The One Big Beautiful Bill Breakdown: State and Local Tax Individual Deductions and Pass-Through Entity Tax Payments
The One Big Beautiful Bill has temporarily raised the state and local tax (SALT) deduction cap for many taxpayers, while preserving the benefits of pass-through entity (PTE) tax payments.
The Previous Tax Law
Previously, for tax years beginning before December 31, 2025, individuals who itemize deductions have been limited to a maximum of $10,000 in SALT deductions. This amount, commonly referred to as the “SALT Cap,” restricted the ability of many taxpayers to deduct real estate taxes, personal property taxes, other state and local taxes and particularly state income taxes.

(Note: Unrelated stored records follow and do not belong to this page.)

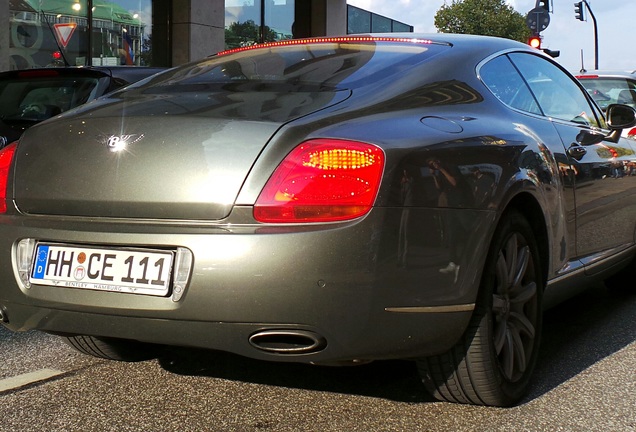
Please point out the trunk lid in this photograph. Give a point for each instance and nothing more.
(170, 156)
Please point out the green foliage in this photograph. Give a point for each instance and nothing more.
(482, 17)
(247, 33)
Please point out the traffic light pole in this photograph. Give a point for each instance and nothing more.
(589, 9)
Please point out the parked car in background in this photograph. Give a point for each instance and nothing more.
(608, 87)
(331, 201)
(30, 96)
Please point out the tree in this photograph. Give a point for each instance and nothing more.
(246, 33)
(482, 17)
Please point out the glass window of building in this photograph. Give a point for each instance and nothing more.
(362, 21)
(80, 33)
(248, 22)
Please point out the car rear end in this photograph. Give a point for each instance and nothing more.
(172, 213)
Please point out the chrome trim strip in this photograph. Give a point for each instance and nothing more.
(432, 309)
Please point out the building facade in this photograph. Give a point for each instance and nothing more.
(164, 32)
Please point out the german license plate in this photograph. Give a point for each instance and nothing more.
(129, 270)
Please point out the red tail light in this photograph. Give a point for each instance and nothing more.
(6, 156)
(322, 180)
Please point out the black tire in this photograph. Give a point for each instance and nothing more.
(112, 348)
(493, 362)
(623, 281)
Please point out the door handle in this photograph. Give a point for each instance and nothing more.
(576, 151)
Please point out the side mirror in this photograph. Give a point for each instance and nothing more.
(620, 116)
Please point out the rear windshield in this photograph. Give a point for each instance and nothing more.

While this limitation affects many taxpayers, it particularly affects owners of pass-through entities, where individual owners pay the taxes on behalf of the entity.
To help mitigate this limitation, as of July 9, 2025, 36 states had passed legislation creating entity-level pass-through entity taxes. These state laws allow pass-through businesses (such as partnerships, LLCs and S corporations) to pay state taxes at the entity level, and these payments are then deducted at the entity level for federal tax purposes.
This structure allows PTE owners to achieve a federal tax deduction for the state taxes paid on their business income.
New and Final Law Under the One Big Beautiful Bill
For tax years beginning with calendar year 2025, the SALT limitation on individual itemized deduction is increased to $40,000 for taxpayers with modified adjusted gross incomes (MAGI) of less than $500,000.
For higher income taxpayers, the SALT limitation is phased down to $10,000 by reducing the SALT limitation by 30% of the excess of MAGI over $500,000. Beginning with calendar year 2026, both the SALT deduction cap and income limitation are indexed for inflation. For individuals with married filing separate status, the SALT deduction cap and AGI thresholds are half of those for other taxpayers.
This increased limit is temporary. The SALT individual deduction limitation reverts to $10,000 for taxable years beginning after December 31, 2029.
Notably, the new law does not change an individual’s ability to benefit from PTE tax payments in applicable states.
What It Means for You
The new law will temporarily quadruple the deductibility of state and local taxes for many taxpayers with AGIs under the newly enacted thresholds.
Many business owners have the opportunity to continue to take advantage of the state income tax benefits afforded by these PTE entity level taxes. The new law provides a planning opportunity for taxpayers at all income levels and should be evaluated before year end on an individual basis.